Typically, the modeling and simulation software provide support for generating C code—targeting a broader range of processors. The hardware vendors will have differentiating features on the processors to speed up execution for the application that the processor is designed for. For example, the ADSP-CM41x processor comes with a math unit accelerator to speed up mathematical operation such as sine, cosine, and square root. It is important to make use of such features to get the best performance out of the processor. Modeling tools provides provision to replace part of the codes with custom codes or an entire algorithm block with a different code. For power conversion algorithms, optimized code can be generated by providing handwritten optimized routines for common algorithm blocks such as direct quadrature zero (DQZ) transforms, phase-locked loop (PLL), etc. Code generation may be configured to use these handwritten routines instead of the default generic routines. Silicon vendors could be providing model libraries to speed up execution of algorithms on their processors. These options may be exploited to generate an optimized code for the control processor.

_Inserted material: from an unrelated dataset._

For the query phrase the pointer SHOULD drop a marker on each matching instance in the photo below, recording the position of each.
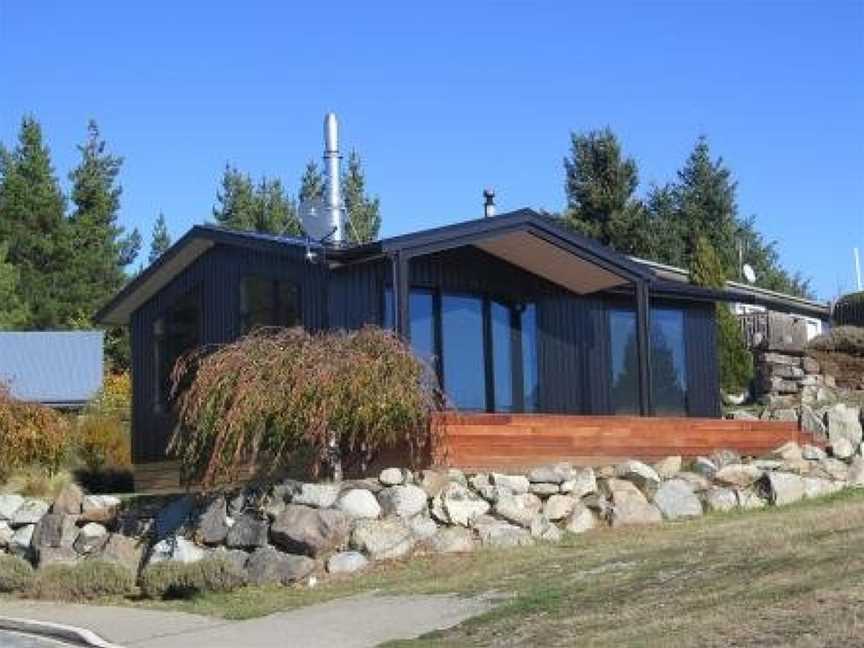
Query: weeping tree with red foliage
(278, 395)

Apart from the control algorithm code, the control processor also needs codes for configuring the peripherals such as ADC, PWM, etc. and a framework code for maintaining the timings and other functionalities of the system. The modeling tools can be used to generate the code for these as well. However, the framework codes are expected to do much more than run the control algorithm. Developing models for all these associated tasks and generating code from them may not be an efficient approach. In such cases, the framework and peripheral configuration codes may be developed separately with provision to integrate the generated control algorithm codes.

Hardware-in-the-Loop (HIL) Simulation

The simulation of the power modules and the system normally runs on a host PC. Even in PIL simulation, only the control algorithm runs on the target control processor. All other parts of the system are simulated by the modeling software on the host machine. Since this simulation takes so many resources and as much execution time, it is not possible to run these in real time in the software. The system dynamics and performance of ADCs and PWMs are not verified in such testing. HIL simulation hardware overcomes this drawback by using field programmable gate arrays (FPGAs) to simulate the converter components, sources, and sinks. It helps to run the entire simulation in real time and to see the actual effect of ADC sampling and PWM control. The HIL hardware is typically provided by separate vendors with a provision to interface control processors. It should be noted that HIL platforms won’t be able to simulate the detailed switching characteristics of the power modules. These effects should be analyzed separately to minimize the risk while taking it to the final product.


The modeling tools have greatly improved during recent years. In this article, we have discussed various approaches to make the model output very close to the final product output. However, it should be noted that there are some characteristics such as electromagnetic compatibility (EMC) that cannot be verified in a simulation environment. It is important to identify these characteristics and analyze and verify through alternate methods.

The steps explained in the article, except the HIL stage, have been successfully employed in designing and developing control algorithm targeting ADSP-CM41x processors for an inverter with 3-level ANPC topology.